For insurance companies, this is genuinely uncomfortable. They can compete by building comparable capabilities (expensive, slow, probably won’t work) or partner with Spring Health and accept margin compression. Neither option is great. But doing nothing while Spring Health signs their employer clients isn’t an option either.
So I’d expect M&A in the space to accelerate. Any remaining provider network companies just became hot acquisition targets as the market consolidates fast toward end-to-end, integrated players.
The Infrastructure Play
At the end of the day, Spring Health isn’t trying to be the best mental health platform. They’re trying to be the unavoidable one.
Success post-acquisition means locking in enough employer contracts and provider relationships that the symbiotic network effects become self-reinforcing. Every new employer brings more patient volume, which attracts more providers, which makes the platform more attractive to employers.

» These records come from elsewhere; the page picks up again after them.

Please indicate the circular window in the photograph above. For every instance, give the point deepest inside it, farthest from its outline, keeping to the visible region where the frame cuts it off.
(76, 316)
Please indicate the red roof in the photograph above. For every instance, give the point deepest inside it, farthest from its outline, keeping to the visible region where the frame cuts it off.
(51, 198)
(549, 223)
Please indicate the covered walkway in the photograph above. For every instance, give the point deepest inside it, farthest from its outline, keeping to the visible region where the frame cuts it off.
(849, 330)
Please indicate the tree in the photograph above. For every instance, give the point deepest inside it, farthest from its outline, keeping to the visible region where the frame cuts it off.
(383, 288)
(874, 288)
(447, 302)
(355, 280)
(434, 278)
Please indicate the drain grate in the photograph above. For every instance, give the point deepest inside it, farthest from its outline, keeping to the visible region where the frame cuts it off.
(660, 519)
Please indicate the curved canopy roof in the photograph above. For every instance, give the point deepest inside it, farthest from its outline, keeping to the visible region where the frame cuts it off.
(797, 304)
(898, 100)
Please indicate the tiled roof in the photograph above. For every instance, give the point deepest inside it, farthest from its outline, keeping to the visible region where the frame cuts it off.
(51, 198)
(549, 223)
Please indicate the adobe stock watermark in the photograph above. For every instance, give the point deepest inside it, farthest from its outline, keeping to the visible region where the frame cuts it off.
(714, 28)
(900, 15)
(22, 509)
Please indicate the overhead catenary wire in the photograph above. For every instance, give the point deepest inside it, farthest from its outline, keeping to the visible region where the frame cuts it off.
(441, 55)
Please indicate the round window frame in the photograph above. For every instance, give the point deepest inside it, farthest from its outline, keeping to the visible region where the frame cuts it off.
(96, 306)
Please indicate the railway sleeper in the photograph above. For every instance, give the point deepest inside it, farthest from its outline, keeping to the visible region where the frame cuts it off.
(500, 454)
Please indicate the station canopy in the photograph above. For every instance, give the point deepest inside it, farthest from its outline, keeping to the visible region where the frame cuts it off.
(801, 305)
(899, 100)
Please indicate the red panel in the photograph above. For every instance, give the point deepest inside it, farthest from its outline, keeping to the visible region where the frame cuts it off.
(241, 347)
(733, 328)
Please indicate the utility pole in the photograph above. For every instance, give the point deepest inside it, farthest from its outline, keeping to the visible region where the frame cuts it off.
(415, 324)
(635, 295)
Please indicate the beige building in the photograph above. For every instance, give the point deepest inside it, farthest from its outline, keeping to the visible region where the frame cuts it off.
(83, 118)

It’ll be a classic two-sided marketplace dynamic, except that switching costs in the healthcare space are more brutal while alternatives are scarce. If Spring executes, they will become what Epic is to hospital EMRs or what Optum is to pharmacy benefits: the default platform that’s too embedded to displace.
The obvious risk is integration. Alma built a provider-first business. Spring Health built an employer-first business. Different economics, different cultures, different sales cycles. Both CEOs will remain in their roles, with April Koh continuing as CEO of Spring Health and Harry Ritter leading Alma within Spring Health. Keeping both brands operating while extracting synergies may become operationally messy.
But if it works? They’ve built something rare: a two-sided platform with network effects on supply and demand, vertically integrated infrastructure that competitors can’t easily copy, and direct relationships with the actual buyers. In any market where dollars flow from buyers to providers, whoever controls the infrastructure between them gets to extract value. Spring Health just bought both sides of that equation.